María es la primera en despertarse. Descansada y relajada, puede pensar con claridad. Lo más importante es ponerse en contacto con su marido y tener la oportunidad de  explicarle dónde se encuentran. El número de móvil que John les dio a los chicos no es el suyo. Está claro que no desea que ellos se pongan en contacto con él por motivos de seguridad. Ella no recuerda el número de móvil auténtico y ha destruido su precioso Samsung y la tarjeta en la que estaban todos grabados. ¿Qué hacer? Se pasea por la casa con el móvil en la mano. Lo ha vuelto a encontrar en la mesa, donde lo dejó Gregor antes de quedarse dormido.

 

“Esta es la mía”, se dice confiada, mientras se aleja para no despertar a nadie.  Tengo que encontrar el apellido de ese psiquiatra. No era muy difícil. Sabe que empezaba por “h” y se pone a buscar en Google. En la lista de psiquiatras de Santa Bárbara hay varios que empiezan por “h”, marca el prefijo de California y prueba un par de veces.
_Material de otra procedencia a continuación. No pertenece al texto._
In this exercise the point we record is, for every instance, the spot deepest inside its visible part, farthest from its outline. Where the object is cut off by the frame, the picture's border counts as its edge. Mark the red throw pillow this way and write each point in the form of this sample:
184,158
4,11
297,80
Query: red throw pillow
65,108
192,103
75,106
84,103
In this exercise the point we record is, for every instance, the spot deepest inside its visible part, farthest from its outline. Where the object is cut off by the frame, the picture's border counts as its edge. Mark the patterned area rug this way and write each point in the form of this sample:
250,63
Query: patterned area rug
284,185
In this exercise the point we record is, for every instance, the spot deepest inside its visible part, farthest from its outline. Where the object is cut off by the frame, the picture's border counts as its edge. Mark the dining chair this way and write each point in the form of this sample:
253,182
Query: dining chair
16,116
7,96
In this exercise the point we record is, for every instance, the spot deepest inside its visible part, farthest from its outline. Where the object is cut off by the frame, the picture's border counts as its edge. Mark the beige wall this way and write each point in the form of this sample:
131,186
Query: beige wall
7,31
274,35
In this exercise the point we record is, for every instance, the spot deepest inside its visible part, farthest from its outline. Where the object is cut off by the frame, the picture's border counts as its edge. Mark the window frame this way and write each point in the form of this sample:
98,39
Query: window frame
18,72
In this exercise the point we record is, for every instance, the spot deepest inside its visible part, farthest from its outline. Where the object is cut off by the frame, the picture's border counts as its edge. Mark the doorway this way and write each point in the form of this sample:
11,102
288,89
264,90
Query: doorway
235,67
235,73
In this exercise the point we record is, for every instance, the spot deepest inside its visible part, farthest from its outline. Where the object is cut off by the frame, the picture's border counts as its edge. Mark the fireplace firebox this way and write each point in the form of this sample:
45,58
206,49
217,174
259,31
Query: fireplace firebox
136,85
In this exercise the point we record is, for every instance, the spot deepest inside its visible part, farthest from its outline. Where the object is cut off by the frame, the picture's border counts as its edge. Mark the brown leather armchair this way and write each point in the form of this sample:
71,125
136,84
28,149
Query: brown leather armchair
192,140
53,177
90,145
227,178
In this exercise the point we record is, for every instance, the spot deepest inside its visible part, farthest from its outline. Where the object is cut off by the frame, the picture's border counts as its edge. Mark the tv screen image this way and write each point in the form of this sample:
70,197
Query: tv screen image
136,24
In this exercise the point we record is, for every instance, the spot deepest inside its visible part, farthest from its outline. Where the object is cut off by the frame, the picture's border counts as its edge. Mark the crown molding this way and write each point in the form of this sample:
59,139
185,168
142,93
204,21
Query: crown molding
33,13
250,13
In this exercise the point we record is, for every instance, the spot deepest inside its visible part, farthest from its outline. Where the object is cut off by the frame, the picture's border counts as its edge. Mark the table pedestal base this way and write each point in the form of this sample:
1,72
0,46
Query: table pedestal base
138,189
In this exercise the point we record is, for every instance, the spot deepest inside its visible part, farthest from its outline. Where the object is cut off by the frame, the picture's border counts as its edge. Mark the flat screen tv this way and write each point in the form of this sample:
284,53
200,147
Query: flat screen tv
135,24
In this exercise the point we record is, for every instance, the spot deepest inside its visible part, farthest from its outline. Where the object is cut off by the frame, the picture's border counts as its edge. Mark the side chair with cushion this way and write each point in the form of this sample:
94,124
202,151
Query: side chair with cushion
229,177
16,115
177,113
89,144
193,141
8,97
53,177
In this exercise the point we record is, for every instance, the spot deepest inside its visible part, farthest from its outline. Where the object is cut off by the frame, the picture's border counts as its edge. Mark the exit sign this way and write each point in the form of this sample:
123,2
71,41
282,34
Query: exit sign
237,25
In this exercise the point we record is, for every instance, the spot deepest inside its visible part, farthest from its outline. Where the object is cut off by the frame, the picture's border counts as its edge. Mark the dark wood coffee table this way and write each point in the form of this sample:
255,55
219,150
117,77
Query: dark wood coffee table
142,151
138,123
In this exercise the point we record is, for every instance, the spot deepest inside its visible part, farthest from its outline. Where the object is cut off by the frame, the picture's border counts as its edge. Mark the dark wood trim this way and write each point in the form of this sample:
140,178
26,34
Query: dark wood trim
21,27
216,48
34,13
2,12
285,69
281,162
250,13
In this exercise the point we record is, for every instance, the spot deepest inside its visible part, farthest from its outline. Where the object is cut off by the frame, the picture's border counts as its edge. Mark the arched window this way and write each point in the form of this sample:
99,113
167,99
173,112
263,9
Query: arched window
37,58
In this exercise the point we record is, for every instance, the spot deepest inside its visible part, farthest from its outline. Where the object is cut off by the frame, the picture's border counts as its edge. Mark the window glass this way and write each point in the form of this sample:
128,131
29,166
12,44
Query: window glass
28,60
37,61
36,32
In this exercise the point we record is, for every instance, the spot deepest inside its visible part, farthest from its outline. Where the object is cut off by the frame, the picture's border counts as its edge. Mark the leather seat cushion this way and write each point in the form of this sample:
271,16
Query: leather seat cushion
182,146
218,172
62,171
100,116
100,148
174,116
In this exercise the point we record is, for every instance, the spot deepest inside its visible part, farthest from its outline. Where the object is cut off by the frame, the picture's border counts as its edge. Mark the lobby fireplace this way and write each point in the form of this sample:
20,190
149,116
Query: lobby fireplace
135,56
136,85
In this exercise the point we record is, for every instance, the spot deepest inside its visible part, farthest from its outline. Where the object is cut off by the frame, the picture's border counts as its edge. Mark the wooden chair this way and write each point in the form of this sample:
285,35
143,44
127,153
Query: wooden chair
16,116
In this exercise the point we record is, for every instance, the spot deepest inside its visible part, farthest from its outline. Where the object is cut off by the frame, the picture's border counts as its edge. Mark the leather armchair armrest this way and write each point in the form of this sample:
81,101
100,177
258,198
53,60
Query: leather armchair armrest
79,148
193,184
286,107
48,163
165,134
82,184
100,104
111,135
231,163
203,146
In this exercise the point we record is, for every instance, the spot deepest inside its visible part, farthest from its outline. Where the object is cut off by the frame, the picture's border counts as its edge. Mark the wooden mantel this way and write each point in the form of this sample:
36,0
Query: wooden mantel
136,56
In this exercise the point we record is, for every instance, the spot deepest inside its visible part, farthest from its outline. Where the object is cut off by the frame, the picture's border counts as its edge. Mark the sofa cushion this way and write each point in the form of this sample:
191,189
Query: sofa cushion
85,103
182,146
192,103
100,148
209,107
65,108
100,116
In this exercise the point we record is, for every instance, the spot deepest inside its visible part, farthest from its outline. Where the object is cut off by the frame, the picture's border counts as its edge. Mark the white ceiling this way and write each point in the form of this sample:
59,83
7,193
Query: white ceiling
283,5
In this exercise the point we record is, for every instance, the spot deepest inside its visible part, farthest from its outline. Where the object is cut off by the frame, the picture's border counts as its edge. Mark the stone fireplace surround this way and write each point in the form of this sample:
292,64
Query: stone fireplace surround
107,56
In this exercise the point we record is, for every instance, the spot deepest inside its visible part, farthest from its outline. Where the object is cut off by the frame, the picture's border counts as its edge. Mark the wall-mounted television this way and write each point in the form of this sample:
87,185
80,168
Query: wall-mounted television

Le sale un señor malhumorado, una niña que habla español como ella, un chico que intenta ligar… Y, por fin, acierta. Le parece reconocer la tranquila voz de Paul, a pesar de que solo ha hablado un par de veces por teléfono con él. Se pone tan contenta que no le salen las palabras.

 

―¡Paul!, ¿Paul Hibligs? ¡Qué alegría!, ¿eres tú? ¿Sabes quién soy? ─se desahoga, a pesar de que no se han visto nunca─  María …, la mujer de John Brown, te llamo desde Phoenix-Arizona. ¿Me oyes bien?

 

―Sí, claro, María, encantado de hablar contigo. ¿Cómo estáis? Y … ¿Qué hacéis en Arizona, tan lejos? Pensaba que os dirigiáis hacia aquí, o eso creí entenderle a John ─le dice con la voz entrecortada por la sorpresa y sin saber muy bien cómo tratar a la mujer de su amigo, esa desconocida, en circunstancias tan particulares─ “Demasiadas novedades en un solo día”, piensa, desconcertado.

 

―Bien, bien. Ha sido una experiencia un poco extraña, ya tendremos ocasión  de hablar con calma. Lo importante es que, por favor, tomes nota de donde estamos… ―añade con cierto nerviosismo en la voz al ver que se acerca Gregor.

 

―¿Seguro que estás bien, María? Dime, cojo un papel y apunto.